Önümüzde bir referandum süreci var. Halkın önüne iki seçenek sunuluyor ‘’EVET’’ ve ‘’HAYIR.’’ Peki halk neye ‘evet’ veya neye ‘hayır’ diyecek?
Referandumda hepimiz, ülkemizin ve çocuklarımızın geleceğini hep beraber mi belirleyeceğiz yoksa tek bir kişi mi belirleyecek? Biz bir ulus olarak kendi geleceğimizi kendimiz mi belirleyeceğiz yoksa biz bırakacağız tek bir kişi mi belirleyecek bunun oylaması yapılacak. Her türlü yetkiyi ele alarak gelecek nesillerin nasıl bir Türkiye’de yaşayacağına bizim adımıza 1 kişi karar verecek, bunun oylaması yapılacak. Yurttaşlarımızın, büyük ağırlıkla ülkenin geleceğini “biz belirleriz” diyeceğini düşünüyorum. Adı bugün Erdoğan da olsa, Bahçeli de olsa, Kılıçdaroğlu da, olsa hatta hatta Gazi Mustafa Kemal de olsa vatandaşlarımızın bir kişiye bu kadar sınırsız, bu kadar denetimsiz, Türkiye’nin kaderini belirleyecek bir yetkiyi vermeyeceklerine inanıyorum.

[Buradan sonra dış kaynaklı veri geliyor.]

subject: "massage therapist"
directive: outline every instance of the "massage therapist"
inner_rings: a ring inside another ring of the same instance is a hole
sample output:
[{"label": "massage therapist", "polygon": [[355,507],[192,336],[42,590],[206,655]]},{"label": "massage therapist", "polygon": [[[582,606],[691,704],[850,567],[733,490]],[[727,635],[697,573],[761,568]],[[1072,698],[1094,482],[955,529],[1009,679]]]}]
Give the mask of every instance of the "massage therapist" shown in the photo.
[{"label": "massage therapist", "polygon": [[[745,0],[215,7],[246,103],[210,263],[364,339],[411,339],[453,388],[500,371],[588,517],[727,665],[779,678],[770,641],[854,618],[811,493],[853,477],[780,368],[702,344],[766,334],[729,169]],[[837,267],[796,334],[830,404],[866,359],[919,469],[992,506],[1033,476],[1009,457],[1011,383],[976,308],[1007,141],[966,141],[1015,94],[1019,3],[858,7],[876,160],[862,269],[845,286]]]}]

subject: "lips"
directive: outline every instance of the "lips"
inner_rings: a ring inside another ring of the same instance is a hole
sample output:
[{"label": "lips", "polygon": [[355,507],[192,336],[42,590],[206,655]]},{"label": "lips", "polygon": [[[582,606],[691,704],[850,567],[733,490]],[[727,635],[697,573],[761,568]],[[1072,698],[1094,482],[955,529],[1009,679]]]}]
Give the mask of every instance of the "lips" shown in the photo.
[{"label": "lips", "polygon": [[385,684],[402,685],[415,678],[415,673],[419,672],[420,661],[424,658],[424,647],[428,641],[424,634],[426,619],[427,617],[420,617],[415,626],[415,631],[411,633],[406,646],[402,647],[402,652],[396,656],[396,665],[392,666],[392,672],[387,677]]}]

CHP hangi şartlar altında ‘evet’ derdi?
Sadece CHP ‘hayır’ demiyor, toplumun birçok kesimi ‘hayır’ diyor. Saadet Partisi, Demokrat Parti, Vatan Partisi, 44 sivil toplum örgütünün birlikte kurduğu “Hayır Platformu” da ‘hayır’ diyor. Yapılan başkanlık sistemi değil, anahtarı tek kişinin eline vermektir. Saadet Partisi bu oylamanın başkanlık oylaması olmadığını biliyor. Saadet Partisi de başkanlık sistemini istiyor lakin Başkanlık sistemi isterken kuvvetler ayrımını da istiyor. CHP hiçbir koşulda ‘evet’ demezdi. CHP mevcut parlamenter sistemin eksikliklerinin giderilmesine sadece ‘evet’ derdi. Başından beri başkanlık sistemine karşıyız. Bir kişiye yetki veren bir sistemde hangi öneri gelirse gelsin ‘evet’ demeyiz. Anayasa Komisyonu ve Meclis Genel Kurulu’nda bu teklife hiç bir öneri vermedik hep eleştirdik. Hiç bir zaman bu teklifin bir parçası olmadık.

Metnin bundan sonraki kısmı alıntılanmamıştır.